According to a further exemplary embodiment of the invention, the first and second guide surfaces can be adjusted in height. By this means, on the one hand the diverting means can be adapted to different widths of the web. On the other hand, the height adjustment enables adaptation to the length of the web loops from the web supply means to the web output means. This web loop also serves as a web storage means whose length is set dependent on the utilized length format of the pages of the web, and is predetermined by the printer controller or by the operating personnel.

According to a further aspect of the invention, a means for displacing a web of endless recording material is provided, having a web supply means that supplies the web along a first transport path from a direction of transport, and having a web output means that carries off the web, displaced by at least a web width, after it passes through a loosely hanging web loop, the output means being arranged above the web loop and next to the web supply means, whereby the web output means carries away the web along a second transport path, approximately in the direction of transport, with a first edge, facing the web output means, of the supplied web on the side facing the web supply means. In this means, no turning of the web takes place. The means is constructed in such a way that the web forms a loop that hangs loosely. The web is thereby guided in such a way that the first edge--facing the web output means--of the supplied web is carried away, on the side turned away from the web supply means, along a second transport path, approximately in the transport direction. The upper side of the web on the second transport path and the upper side of the web of the first transport path align with one another.

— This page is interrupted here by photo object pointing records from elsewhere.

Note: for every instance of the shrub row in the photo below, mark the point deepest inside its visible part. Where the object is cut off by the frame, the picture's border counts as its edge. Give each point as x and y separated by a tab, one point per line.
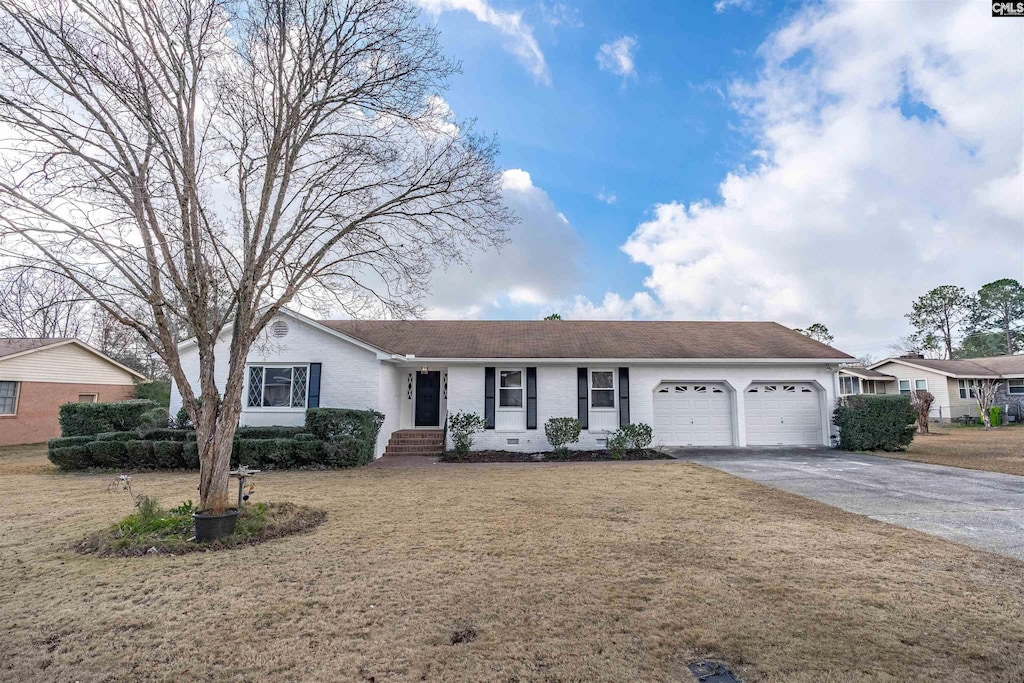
89	419
875	423
353	435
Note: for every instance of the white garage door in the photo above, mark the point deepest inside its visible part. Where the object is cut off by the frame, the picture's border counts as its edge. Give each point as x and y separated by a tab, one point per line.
691	414
782	414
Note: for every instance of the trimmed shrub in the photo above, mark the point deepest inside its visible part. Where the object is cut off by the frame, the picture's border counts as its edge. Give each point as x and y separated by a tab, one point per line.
168	455
330	423
630	438
107	454
561	432
462	427
89	419
114	436
263	454
65	441
268	432
869	422
167	434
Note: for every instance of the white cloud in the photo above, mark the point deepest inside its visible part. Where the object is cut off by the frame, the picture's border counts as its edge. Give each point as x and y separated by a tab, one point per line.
539	266
519	35
851	209
722	5
616	56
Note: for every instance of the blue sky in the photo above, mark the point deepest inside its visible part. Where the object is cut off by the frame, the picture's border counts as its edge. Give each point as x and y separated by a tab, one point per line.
774	160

This means is thus used for two-color simplex operation.

The solution of the problem posed according to this aspect of the invention is surprisingly simple, and the web loop that forms naturally due to the force of gravity enables displacement by at least a web width. Due to the weight of the web, the web loop remains stable in shape even at high transport speed. Both webs provided with folds and also smooth webs can be transported and displaced.

In a preferred exemplary embodiment of the invention, the web output means contains a guide element--arranged at least approximately in a horizontal plane--with a guide surface via which the web is guided after passing through the web loop, whereby the longitudinal axis of the guide surface encloses an angle in the range from 15° to 25°, preferably 20°, with the longitudinal axis of the web supply means, projected in the horizontal plane. Due to its angled arrangement, this guide element enables the natural loop shape to be maintained, and enables the avoidance of small curvature radii during diversion into the transport path displaced in parallel fashion, which small radii can cause the formation of folds. With the use of folded recording material, the guide element prevents buckling of the web at the folds.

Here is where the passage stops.